Prima dello scarico è imprescindibile dunque un pretrattamento. In che cosa consiste? Nell’abbattimento delle sostanze non disciolte, nel filtraggio della sabbia e nell’abbattimento degli idrocarburi, oppure nella regolazione del ph.

Solo dopo questi passaggi sarà possibile procedere con lo scarico delle acque in esubero in superficie, nel suolo e sottosuolo o nella rete fognaria. Nel primo caso è necessario avere il benestare della Provincia prima di dare inizio ai lavori.

Obbligatoria l’autorizzazione anche nel caso di scarichi nel suolo o negli strati superficiali del sottosuolo, peraltro concessi solo in specifiche circostanze, come nel caso in cui l’onerosità, rispetto ai benefici ambientali conseguibili a recapitare in corpi idrici superficiali, risulti eccessiva.

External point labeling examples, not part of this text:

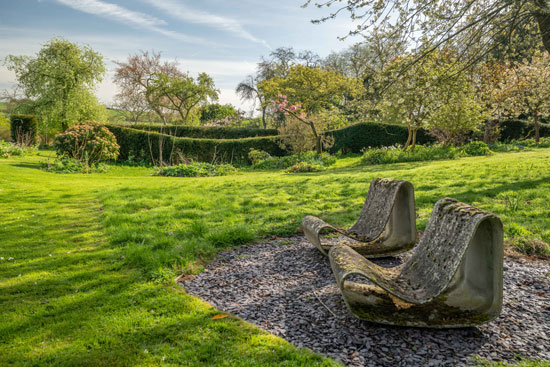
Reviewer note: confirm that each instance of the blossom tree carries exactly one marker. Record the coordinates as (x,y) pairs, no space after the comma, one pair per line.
(313,97)
(526,87)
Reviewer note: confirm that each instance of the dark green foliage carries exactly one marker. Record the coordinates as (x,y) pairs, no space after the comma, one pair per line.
(197,169)
(420,153)
(23,129)
(323,160)
(476,148)
(138,145)
(305,167)
(356,137)
(203,132)
(515,129)
(89,142)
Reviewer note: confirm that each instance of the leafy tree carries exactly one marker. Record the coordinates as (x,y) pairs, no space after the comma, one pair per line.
(475,26)
(411,99)
(313,96)
(216,111)
(277,64)
(136,77)
(59,80)
(131,104)
(458,109)
(182,93)
(248,90)
(525,88)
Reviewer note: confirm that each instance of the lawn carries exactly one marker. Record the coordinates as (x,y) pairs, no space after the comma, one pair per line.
(88,260)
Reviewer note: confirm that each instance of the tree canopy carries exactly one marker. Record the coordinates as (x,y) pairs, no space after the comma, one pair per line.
(59,80)
(475,27)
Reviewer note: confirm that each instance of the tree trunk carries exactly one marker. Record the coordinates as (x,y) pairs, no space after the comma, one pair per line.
(318,145)
(64,123)
(409,137)
(414,139)
(537,133)
(543,19)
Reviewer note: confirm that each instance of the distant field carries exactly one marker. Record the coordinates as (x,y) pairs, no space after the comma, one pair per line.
(85,278)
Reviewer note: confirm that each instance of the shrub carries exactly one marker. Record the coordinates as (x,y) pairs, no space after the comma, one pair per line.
(514,129)
(202,132)
(23,129)
(530,247)
(355,138)
(305,167)
(10,149)
(197,169)
(71,165)
(256,156)
(396,154)
(476,148)
(5,133)
(89,142)
(147,146)
(324,160)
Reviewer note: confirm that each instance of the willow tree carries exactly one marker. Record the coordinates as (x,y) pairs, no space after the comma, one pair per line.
(60,79)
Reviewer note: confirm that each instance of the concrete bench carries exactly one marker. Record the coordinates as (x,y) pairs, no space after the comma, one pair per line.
(386,225)
(453,279)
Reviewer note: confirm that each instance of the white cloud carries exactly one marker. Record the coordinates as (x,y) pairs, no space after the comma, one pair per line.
(217,68)
(120,14)
(190,15)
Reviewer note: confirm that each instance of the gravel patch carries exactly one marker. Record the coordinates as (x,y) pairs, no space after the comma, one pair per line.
(285,286)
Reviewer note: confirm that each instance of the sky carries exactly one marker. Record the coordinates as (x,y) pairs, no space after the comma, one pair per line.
(223,38)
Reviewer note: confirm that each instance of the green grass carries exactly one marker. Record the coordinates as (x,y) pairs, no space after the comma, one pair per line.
(93,255)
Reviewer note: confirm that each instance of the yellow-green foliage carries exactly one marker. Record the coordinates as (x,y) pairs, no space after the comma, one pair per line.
(4,128)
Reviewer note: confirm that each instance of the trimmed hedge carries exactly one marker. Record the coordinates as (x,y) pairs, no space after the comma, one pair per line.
(202,132)
(139,145)
(515,129)
(356,137)
(23,125)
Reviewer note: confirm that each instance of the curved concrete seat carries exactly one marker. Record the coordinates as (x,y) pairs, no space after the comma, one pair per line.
(386,225)
(453,279)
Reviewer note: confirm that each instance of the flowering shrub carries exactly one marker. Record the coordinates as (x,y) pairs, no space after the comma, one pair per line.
(197,169)
(476,148)
(305,167)
(89,142)
(256,156)
(10,149)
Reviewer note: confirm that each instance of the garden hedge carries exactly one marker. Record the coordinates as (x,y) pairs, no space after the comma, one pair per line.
(23,124)
(515,129)
(139,145)
(354,138)
(203,132)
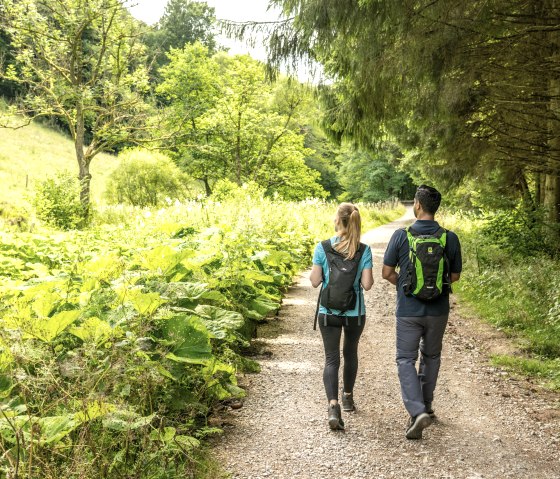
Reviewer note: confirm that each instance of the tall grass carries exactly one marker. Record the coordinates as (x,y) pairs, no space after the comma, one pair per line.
(31,154)
(519,295)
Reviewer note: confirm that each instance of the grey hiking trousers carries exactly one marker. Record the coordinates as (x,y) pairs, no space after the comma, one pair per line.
(424,334)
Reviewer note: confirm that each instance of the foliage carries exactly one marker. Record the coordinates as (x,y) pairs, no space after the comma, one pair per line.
(28,155)
(371,177)
(145,178)
(520,230)
(468,93)
(323,157)
(236,125)
(96,86)
(57,202)
(115,342)
(518,294)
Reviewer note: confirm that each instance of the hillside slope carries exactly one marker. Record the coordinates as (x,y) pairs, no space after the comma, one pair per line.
(33,153)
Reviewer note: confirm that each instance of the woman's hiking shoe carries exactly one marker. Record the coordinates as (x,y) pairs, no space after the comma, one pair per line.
(348,402)
(417,425)
(335,417)
(430,410)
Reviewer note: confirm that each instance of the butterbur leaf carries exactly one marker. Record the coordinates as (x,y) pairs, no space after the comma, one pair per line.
(49,329)
(190,339)
(145,303)
(126,421)
(220,322)
(54,428)
(263,305)
(257,276)
(187,443)
(193,292)
(92,330)
(45,303)
(6,386)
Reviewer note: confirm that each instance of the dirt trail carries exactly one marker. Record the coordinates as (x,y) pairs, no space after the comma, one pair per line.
(489,425)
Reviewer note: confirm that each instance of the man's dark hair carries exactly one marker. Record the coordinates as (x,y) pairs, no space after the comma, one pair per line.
(429,198)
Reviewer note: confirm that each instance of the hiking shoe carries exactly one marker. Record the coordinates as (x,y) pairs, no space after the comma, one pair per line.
(417,424)
(430,410)
(348,402)
(335,417)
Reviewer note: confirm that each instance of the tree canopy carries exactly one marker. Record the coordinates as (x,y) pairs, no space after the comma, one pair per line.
(468,91)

Gli scarichi in pubblica fognatura invece sono sempre ammessi purché nel rispetto di quanto stabilito nel regolamento dell’ente gestore del servizio idrico integrato, in cui possono essere indicati precisi limiti di emissione.

Prevedere e programmare la gestione di tutti i materiali coinvolti nei lavori, prima ancora di installare il cantiere, consentirà di smaltirli o reimpiegarli in maniera corretta senza che le operazioni vadano a scapito dell’ecosistema.

Anche in settori come quelli legati alle attività di scavo o estrattive, considerati inquinanti e poco attenti alla tematica, è in corso un’inversione di tendenza: la Terra non viene più vista solo come un luogo da sfruttare, ma anche da preservare attraverso un corretto controllo dei materiali che se ne ricavano.